+1. I have had my ASSERT defined to 1) signal the program to pause it, 2) start gdb (or ddd), 3) attach to the pid, 4) tell gdb what the binary is, 5) wait on me most of my programming life. No idea why this is not the default.
And this isn't theoretical. I've seen ignored errors do damage in the past. Was infuriating to see that we had set a top-level exception handler in our server that just logged and kept going. We had a couple tables in our database trashed because of that and ended up having to restore from the nightly backup, losing everything that was changed that day.
What do you you think the default behavior of an assert is? If you are turning them off, then you get what you describe, which is not what I am advocating.
Assertions are compiled out of 'production' (non-debug) builds.
The same holds true of Python if you run it with the optimize flag/environment variable, leading to any number of hilarious bugs because people cause side-effects in their assert calls.
Compiling out assertions in production is like taking your seat belt off when you leave the driveway. Seriously, in my experience, all the interesting stuff happens in production. We deploy two builds, app.debug and app.release.
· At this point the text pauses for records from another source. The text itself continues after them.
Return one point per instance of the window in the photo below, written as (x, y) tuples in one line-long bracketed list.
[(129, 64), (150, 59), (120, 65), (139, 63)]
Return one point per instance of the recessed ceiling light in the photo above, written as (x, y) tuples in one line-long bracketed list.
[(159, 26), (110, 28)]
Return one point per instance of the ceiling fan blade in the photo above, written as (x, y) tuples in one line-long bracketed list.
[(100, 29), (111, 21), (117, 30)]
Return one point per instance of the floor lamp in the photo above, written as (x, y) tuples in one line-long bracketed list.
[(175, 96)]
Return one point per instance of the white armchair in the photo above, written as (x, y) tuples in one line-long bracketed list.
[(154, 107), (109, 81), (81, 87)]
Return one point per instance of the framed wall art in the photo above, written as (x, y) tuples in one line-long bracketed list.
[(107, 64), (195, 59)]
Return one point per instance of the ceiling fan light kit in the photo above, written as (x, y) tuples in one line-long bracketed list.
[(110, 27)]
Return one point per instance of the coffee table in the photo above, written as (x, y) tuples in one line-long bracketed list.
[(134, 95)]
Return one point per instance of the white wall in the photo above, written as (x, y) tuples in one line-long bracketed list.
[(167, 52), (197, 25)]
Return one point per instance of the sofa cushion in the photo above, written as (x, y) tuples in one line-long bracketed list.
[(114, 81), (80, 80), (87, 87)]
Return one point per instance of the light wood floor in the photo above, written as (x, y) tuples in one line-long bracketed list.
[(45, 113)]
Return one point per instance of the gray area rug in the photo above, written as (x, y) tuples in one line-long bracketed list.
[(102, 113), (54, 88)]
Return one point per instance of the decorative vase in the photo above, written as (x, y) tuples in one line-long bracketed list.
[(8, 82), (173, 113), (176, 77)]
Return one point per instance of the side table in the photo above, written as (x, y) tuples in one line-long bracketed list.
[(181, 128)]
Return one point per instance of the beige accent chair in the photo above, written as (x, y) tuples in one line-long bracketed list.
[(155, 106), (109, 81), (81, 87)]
We run generally run app.debug unless there are performance issues, but even in that case, we sometimes run it just to make sure nothing shows up.
Of course - crash, hang, core dump, whatever, just do NOT continue as if nothing happened. My programs are in control of much $$$, I would be horrified if a program was to continue running in undefined state. Errors and warnings are issued and handled by operations - that's part of the program logic. But if an assert is triggered then all bets are off, best to stop 99.9% of the time.